Gdy rzymski dowódca Tytus stłumił brutalne powstanie w Jerozolimie i Judei, obmyślił 4 rozwiązania, które zapobiegną jego powtórzeniu się.
- Najpierw nakazał zrównać z ziemią świątynię żydowską, a całe jej wyposażenie spalić lub wywieźć do Rzymu.
- Po drugie, zakazał i spalił ich Tory i inne pisma święte, które znalazł w Judei.
- Po trzecie, nakazał aresztowanie, uwięzienie i egzekucję każdego, kto wypowiadał imię żydowskiego boga.
- Po czwarte, aby wyegzekwować swoje edykty i utrzymać jedność w Cesarstwie, rozkazał swoim żołnierzom wymagać od wszystkich obywateli, aby na żądanie ofiarowali kadzidło jednemu z bogów. Jeśli odmówią lub złożą kadzidło żydowskiemu bogu, zostaną aresztowani, uwięzieni i straceni.
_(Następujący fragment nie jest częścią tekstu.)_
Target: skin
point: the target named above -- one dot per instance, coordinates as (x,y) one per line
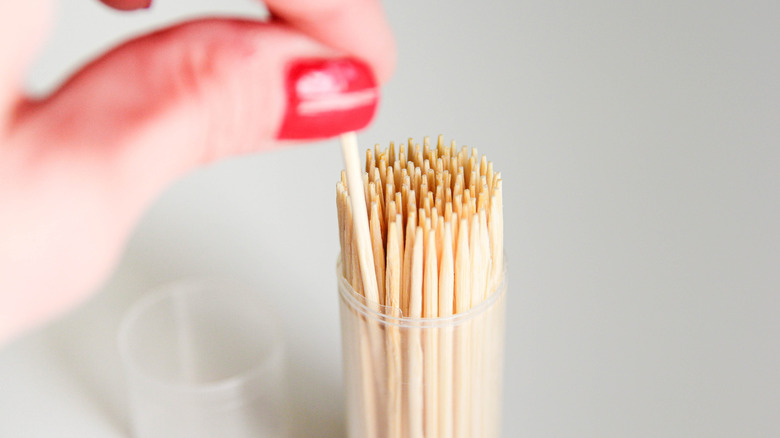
(78,167)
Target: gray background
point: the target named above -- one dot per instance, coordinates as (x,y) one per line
(639,147)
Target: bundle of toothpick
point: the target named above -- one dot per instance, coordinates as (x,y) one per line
(433,249)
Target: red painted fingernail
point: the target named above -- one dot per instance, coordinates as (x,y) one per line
(327,97)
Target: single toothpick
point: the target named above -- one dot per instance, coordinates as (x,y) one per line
(349,148)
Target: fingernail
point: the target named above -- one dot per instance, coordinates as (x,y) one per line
(327,97)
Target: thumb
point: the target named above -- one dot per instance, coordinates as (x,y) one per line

Ten ostateczny edykt dotyczył nie tylko Żydów, ale także chrześcijan, którzy modlili się do żydowskiego boga jako pochodnej Jehowy (Jehowa, co oznacza „Jehowa zbawia” i którego imię błędnie przetłumaczono jako „Jozue”).
Z wyjątkiem kilku radykałów, którzy zostali natychmiast straceni za nielojalność wobec bogów Imperium, większość Żydów i chrześcijan poddała się nowym edyktom. Żydzi postanowili zwracać się do Jowisza po imieniu. Chrześcijanie, z których większość stanowili greccy niewolnicy pracujący jako nauczyciele dla bogatych rzymskich rodzin, postanowili czcić najwyższego Boga Zeusa jako przedstawiciela „Jehowy”.
Kiedy więc rzymski żołnierz prosił Żyda o oddanie czci bogom, Żyd odpowiadał: „Witaj, Jowiszu!” a chrześcijanin powiedziałby: „Witaj Zeusie!” W ten sposób pozostali przy życiu i pod ziemią ze swoimi przekonaniami.